The role of response inhibition and response conflict in deception Giorgio Ganis, Patric Bach

"Deception is defined as an attempt to convince someone else of something the prevaricator believes to be untrue. Much research on deception has focused on the idea that telling a lie results both in response conflict and in the inhibition of the corresponding truthful response. Initial electrophysiological findings were consistent with this idea, but they did not distinguish between response conflict and inhibition. More importantly, they were contaminated by serious experimental confounds. This project will use cognitive neuroscience methods (brain sensing and brain stimulation) and theories to investigate the timecourse of response conflict and inhibition during deceptive interactions. Furthermore, it will develop ecologically valid paradigms and novel analysis techniques to enable the use of this information to optimize deception detection methods."

Early stages of vision  William Simpson

The most fundamental process in vision is one of detection: Is something there or not? Studies of visual detection have revealed much about the early stages of vision. An important tool in understanding detection is noise--random variations in the image. Noise allows us to compare a real observer to an ideal one. An ideal observer will form a template of the pattern to be detected, and will compare the image on the screen to that. The recently developed method of Classification Images allows us to see this template used by real observers. Machine Learning techniques can also be used to do this. Mammography is a real world domain where the radiologist attempts to detect a signal (lesion) in noisy images. Classification Images can help show how these expert observers perform a detection task. Functional Near Infrared Spectroscopy is a relatively new way to measure brain activity, and this can also be used as a tool in studying visual detection processes. The supervisor of this project has radiologist collaborators at Derriford Hospital.
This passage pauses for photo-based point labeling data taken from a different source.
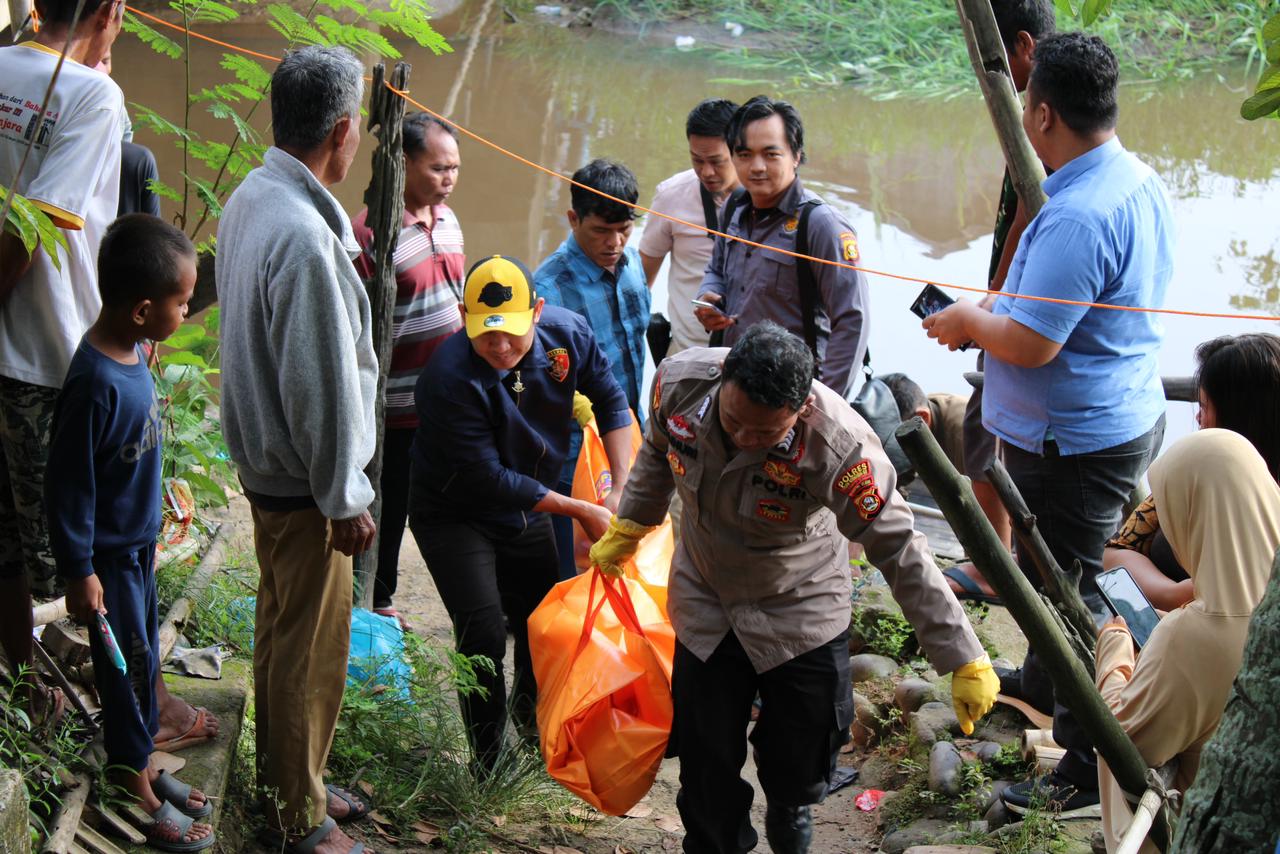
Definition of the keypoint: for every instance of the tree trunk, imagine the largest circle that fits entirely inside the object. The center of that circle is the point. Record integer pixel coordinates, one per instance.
(385, 201)
(987, 54)
(1234, 804)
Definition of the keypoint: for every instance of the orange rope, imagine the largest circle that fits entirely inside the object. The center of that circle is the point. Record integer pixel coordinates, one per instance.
(699, 227)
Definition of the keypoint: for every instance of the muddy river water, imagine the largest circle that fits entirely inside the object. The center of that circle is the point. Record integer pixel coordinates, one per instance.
(918, 179)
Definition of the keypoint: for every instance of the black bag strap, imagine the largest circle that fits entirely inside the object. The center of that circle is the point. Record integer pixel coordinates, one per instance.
(805, 281)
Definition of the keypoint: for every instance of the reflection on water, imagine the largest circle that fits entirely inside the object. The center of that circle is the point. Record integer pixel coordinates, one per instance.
(917, 179)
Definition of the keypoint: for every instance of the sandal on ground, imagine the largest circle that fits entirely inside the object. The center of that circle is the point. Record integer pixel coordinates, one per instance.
(969, 589)
(178, 793)
(279, 841)
(394, 615)
(169, 831)
(356, 805)
(187, 739)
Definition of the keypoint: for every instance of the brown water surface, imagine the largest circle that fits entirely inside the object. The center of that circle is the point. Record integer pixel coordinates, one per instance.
(918, 179)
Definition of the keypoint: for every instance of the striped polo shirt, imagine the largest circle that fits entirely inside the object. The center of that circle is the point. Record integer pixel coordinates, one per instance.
(430, 266)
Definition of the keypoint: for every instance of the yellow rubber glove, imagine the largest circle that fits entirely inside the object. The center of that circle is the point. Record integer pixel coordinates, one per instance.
(973, 692)
(583, 412)
(617, 546)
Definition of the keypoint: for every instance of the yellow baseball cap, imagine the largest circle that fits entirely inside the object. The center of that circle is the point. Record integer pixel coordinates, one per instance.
(498, 296)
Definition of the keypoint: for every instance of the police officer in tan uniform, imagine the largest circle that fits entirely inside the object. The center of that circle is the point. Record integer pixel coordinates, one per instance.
(773, 470)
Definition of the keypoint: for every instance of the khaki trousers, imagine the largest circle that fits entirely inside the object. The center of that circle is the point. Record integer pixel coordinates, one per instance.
(300, 661)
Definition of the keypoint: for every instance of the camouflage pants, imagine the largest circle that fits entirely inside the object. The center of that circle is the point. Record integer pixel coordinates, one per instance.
(26, 415)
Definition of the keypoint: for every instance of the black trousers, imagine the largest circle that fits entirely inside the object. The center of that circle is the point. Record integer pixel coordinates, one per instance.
(1078, 502)
(391, 533)
(807, 708)
(487, 576)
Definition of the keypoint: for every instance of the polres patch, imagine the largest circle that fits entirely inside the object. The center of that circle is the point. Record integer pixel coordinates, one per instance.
(854, 479)
(869, 503)
(679, 428)
(781, 473)
(677, 466)
(557, 364)
(775, 511)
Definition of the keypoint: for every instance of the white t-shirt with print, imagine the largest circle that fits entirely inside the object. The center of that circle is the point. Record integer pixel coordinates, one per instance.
(73, 174)
(690, 251)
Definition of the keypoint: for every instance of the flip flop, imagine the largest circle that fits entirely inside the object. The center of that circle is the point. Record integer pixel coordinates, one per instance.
(169, 821)
(278, 841)
(187, 739)
(357, 805)
(969, 588)
(178, 793)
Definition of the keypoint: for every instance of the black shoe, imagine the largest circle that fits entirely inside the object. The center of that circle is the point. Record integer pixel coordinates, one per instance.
(1051, 793)
(1011, 685)
(787, 829)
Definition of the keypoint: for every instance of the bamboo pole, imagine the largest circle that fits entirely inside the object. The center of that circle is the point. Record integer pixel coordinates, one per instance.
(987, 54)
(1072, 683)
(385, 201)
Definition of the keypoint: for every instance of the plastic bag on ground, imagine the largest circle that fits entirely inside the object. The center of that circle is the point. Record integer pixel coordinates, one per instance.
(602, 654)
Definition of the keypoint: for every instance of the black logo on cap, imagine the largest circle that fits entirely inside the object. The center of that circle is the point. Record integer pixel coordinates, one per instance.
(494, 295)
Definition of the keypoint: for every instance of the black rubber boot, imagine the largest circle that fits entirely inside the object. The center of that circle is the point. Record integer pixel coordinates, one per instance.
(789, 829)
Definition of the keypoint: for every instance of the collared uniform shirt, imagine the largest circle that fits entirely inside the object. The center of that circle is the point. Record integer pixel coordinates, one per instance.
(616, 306)
(1105, 236)
(758, 284)
(430, 266)
(760, 549)
(489, 446)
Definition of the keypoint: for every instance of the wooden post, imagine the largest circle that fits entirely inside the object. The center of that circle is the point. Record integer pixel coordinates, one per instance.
(1064, 589)
(385, 201)
(1072, 683)
(987, 54)
(1234, 804)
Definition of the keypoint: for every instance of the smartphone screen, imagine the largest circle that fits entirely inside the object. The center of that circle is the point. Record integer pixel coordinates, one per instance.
(1127, 601)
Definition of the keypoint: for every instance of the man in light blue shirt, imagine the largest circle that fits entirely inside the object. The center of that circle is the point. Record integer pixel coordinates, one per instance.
(1072, 391)
(595, 274)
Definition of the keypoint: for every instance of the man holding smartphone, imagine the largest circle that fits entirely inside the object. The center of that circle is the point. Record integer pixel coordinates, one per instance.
(826, 305)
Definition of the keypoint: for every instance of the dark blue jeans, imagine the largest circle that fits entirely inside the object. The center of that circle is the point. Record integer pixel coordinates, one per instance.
(129, 713)
(1078, 502)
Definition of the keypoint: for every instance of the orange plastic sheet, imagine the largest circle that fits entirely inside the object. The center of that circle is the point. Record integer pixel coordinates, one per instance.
(602, 654)
(593, 480)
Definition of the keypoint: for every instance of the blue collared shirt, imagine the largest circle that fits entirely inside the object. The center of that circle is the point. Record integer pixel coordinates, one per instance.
(1105, 236)
(489, 446)
(616, 306)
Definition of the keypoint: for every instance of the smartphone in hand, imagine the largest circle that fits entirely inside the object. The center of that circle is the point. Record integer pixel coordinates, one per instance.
(931, 301)
(1125, 599)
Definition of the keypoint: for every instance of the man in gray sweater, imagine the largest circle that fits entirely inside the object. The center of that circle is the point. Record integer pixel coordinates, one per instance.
(298, 382)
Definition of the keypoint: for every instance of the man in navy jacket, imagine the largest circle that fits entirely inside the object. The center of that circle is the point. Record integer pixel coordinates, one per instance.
(494, 405)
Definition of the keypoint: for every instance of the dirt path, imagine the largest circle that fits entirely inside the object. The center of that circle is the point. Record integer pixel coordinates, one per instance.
(839, 826)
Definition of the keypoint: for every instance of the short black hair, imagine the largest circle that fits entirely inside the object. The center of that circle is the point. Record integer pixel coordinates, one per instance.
(1240, 377)
(762, 108)
(60, 12)
(1077, 76)
(709, 118)
(611, 178)
(772, 366)
(138, 260)
(416, 127)
(1033, 17)
(906, 393)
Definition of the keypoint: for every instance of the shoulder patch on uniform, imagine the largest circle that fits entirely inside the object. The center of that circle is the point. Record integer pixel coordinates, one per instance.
(869, 503)
(677, 466)
(772, 510)
(557, 364)
(853, 480)
(781, 473)
(680, 429)
(849, 246)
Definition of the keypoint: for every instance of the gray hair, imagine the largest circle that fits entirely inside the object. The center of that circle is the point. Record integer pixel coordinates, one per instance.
(311, 90)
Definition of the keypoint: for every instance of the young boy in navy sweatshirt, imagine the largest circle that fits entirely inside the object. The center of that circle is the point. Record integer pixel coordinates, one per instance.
(103, 501)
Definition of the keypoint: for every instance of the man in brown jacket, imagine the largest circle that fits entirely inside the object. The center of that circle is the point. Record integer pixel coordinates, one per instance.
(773, 470)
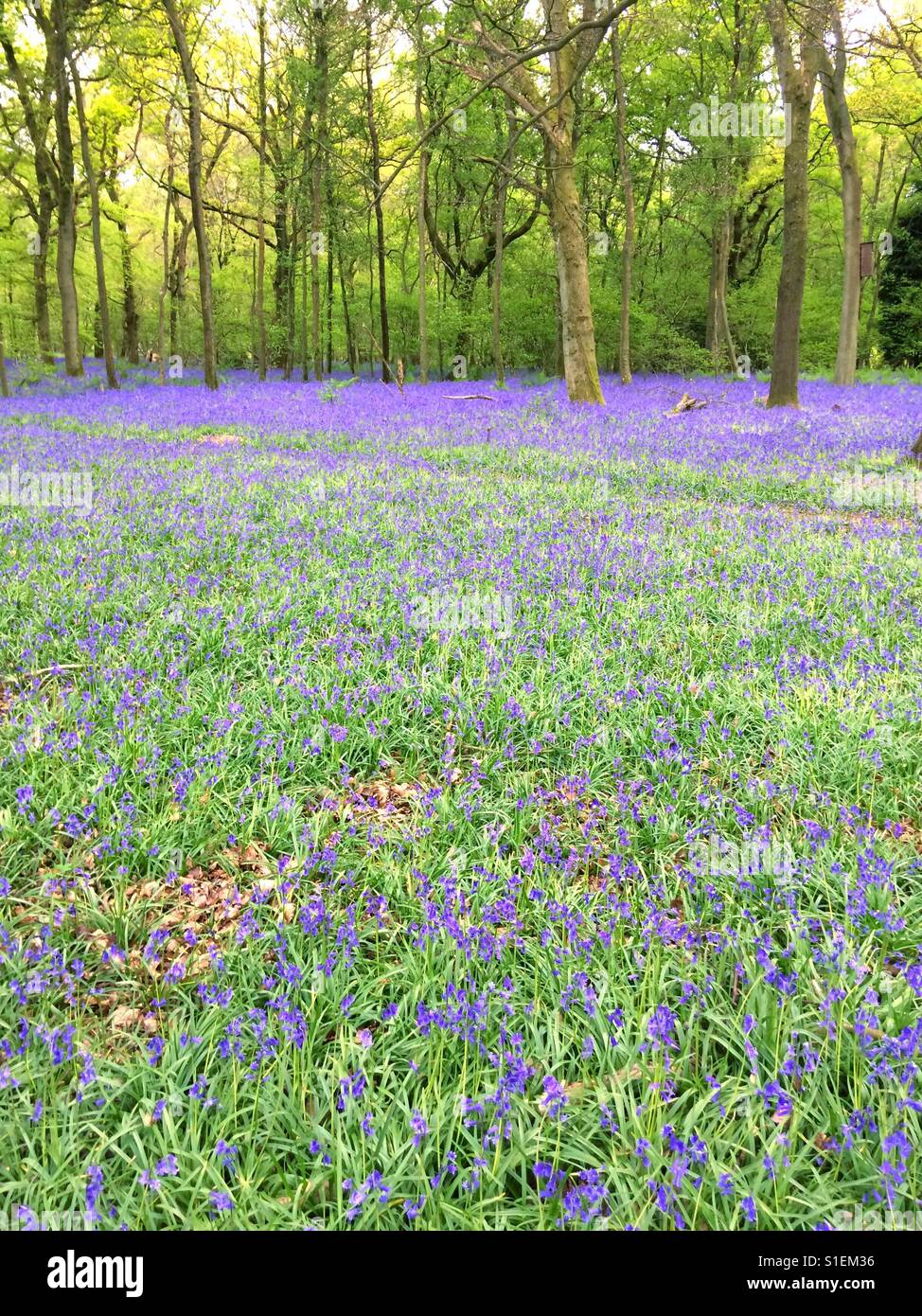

Indecision-making   Chris Harris

In cognitive psychology, our understanding of human decision-making is based mostly on two-alternative forced choice experiments (2AFC), where a participant must choose between two mutually exclusive alternatives. The ‘rational’ decision is to choose the alternative with the higher value or (subjective) utility. There is accumulating evidence that this is a very narrow and artificial interpretation of decision-making. This PhD project is to explore a completely different approach to decision-making, and even to question whether decisions are really made at all. It is well-known that there is a trade-off between speed and accuracy of responses, and we have shown that there is an optimal time to respond with higher valued choices being responded to more quickly. Thus, 2AFC experiments map onto the time-domain in an ordered sequence. Our previous and current experiments clearly show that participants respond in a way that maximises their rate of reward. A logical consequence of this mapping is that more than one choice can be pursued simultaneously (i.e. in parallel). The fundamental question to be addressed is how do we cope with this much richer space of alternatives and is the concept of ‘rationality’ obsolete.